I have a couple of questions about searching in graphs/trees:
Let's assume I have an empty chess board and I want to move a pawn around from point A to B.
A. When using depth first search or breadth first search must we use open and closed lists ? This is, a list that has all the elements to check, and other with all other elements that were already checked? Is it even possible to do it without having those lists? What about A*, does it need it?
B. When using lists, after having found a solution, how can you get the sequence of states from A to B? I assume when you have items in the open and closed list, instead of just having the (x, y) states, you have an "extended state" formed with (x, y, parent_of_this_node) ?
C. State A has 4 possible moves (right, left, up, down). If I do as first move left, should I let it in the next state come back to the original state? This, is, do the "right" move? If not, must I transverse the search tree every time to check which states I've been to?
D. When I see a state in the tree where I've already been, should I just ignore it, as I know it's a dead end? I guess to do this I'd have to always keep the list of visited states, right?
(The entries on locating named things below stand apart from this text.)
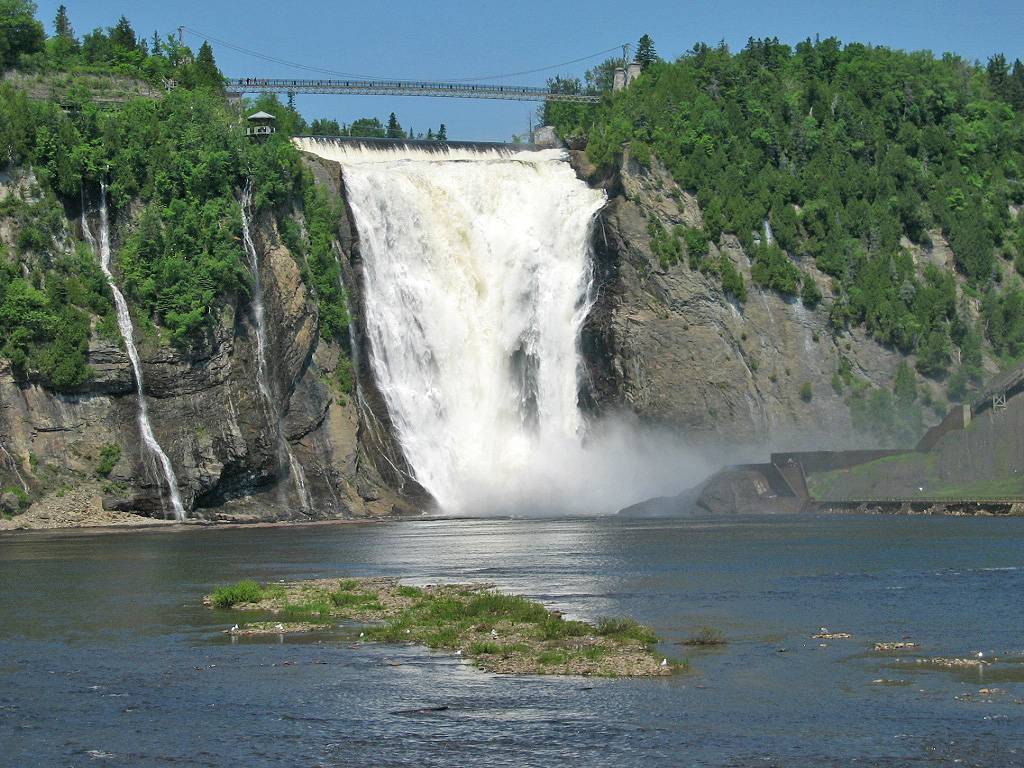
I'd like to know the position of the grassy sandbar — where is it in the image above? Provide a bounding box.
[204,578,683,677]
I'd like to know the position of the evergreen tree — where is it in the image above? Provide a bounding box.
[985,53,1010,100]
[47,5,81,62]
[109,16,138,51]
[191,41,224,90]
[0,0,46,70]
[53,5,75,40]
[634,35,657,70]
[387,112,406,138]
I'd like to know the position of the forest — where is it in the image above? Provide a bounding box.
[0,0,360,391]
[544,36,1024,398]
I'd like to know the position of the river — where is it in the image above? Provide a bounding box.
[0,517,1024,768]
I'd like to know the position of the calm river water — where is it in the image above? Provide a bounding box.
[0,517,1024,768]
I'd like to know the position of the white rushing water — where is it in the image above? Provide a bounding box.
[82,184,185,520]
[242,183,312,513]
[296,143,704,514]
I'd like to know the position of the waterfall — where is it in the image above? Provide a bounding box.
[296,143,655,514]
[242,181,312,514]
[0,445,29,494]
[82,183,185,520]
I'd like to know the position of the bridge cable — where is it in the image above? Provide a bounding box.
[180,26,623,83]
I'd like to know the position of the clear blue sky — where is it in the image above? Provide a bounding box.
[38,0,1024,140]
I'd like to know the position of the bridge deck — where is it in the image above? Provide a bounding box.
[225,78,601,103]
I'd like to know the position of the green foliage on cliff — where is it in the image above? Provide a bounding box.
[0,4,348,370]
[0,188,113,390]
[545,39,1024,376]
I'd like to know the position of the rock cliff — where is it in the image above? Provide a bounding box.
[571,152,926,461]
[0,161,412,520]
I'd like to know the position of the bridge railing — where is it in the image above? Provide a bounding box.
[225,78,601,103]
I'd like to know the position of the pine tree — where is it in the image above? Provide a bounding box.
[110,16,138,50]
[636,35,657,70]
[387,112,406,138]
[48,5,81,61]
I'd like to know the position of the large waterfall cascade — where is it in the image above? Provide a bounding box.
[82,184,185,520]
[296,138,692,514]
[242,182,312,513]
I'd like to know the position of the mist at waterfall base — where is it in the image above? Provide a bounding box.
[296,138,703,516]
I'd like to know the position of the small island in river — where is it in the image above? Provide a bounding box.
[204,578,685,677]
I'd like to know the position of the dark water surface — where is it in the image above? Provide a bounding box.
[0,517,1024,768]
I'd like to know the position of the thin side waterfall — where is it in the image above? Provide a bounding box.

E. Is there any difference between search trees and graphs? Are they just different ways to look at the same thing?
A. When using depth first search or breadth first search must we use open and closed lists ?
With DFS you definitely need to store at least the current path. Otherwise you would not be able to backtrack. If you decide upon maintaining a list of all visited (closed) nodes, you are able to detect and avoid cycles (expanding the same node more than once). On the other side you don't have the space efficiency of DFS anymore. DFS without closed list only needs space proportional to the depth of the search space.
With BFS you need to maintain an open list (sometimes called fringe). Otherwise the algorithm simply can't work. When you additionally maintain a closed list, you will (again) be able to detect/avoid cycles. With BFS the additional space for the closed list might be not that bad, since you have to maintain the fringe anyway. The relation between fringe size and closed list size strongly depends upon the structure of the search space, so this has to be considered here. E.g. for a branching factor of 2, both lists are equal in size and the impact of having the closed list doesn't seem very bad compared to its benefits.
What about A*, does it need it?
A*, as it can be seen as some special (informed) type of BFS, needs the open list. Omitting the closed list is more delicate than with BFS; also deciding upon updating costs inside the closed list. Depending upon those decisions, the algorithm can stop being optimal and/or complete depending on the type of heuristic used, etc. I won't go into details here.
B.
Yup, the closed list should form some kind of inverse tree (pointers going towards the root node), so you can extract the solution path. You usually need the closed list for doing this. For DFS, your current stack is exactly the solution path (no need for closed list here). Also note that sometimes you are not interested in the path but only in the solution or the existence of it.
C.
Read previous answers and look for the parts which talk about the detection of cycles.
D.
To avoid cycles with a closed list: don't expand nodes that are already inside the closed list. Note: with path-costs coming into play (remember A*), things might get more tricky.
E. Is there any difference between search trees and graphs?
You could consider searches that maintain a closed list to avoid cycles as graph-searches and those without one tree-searches.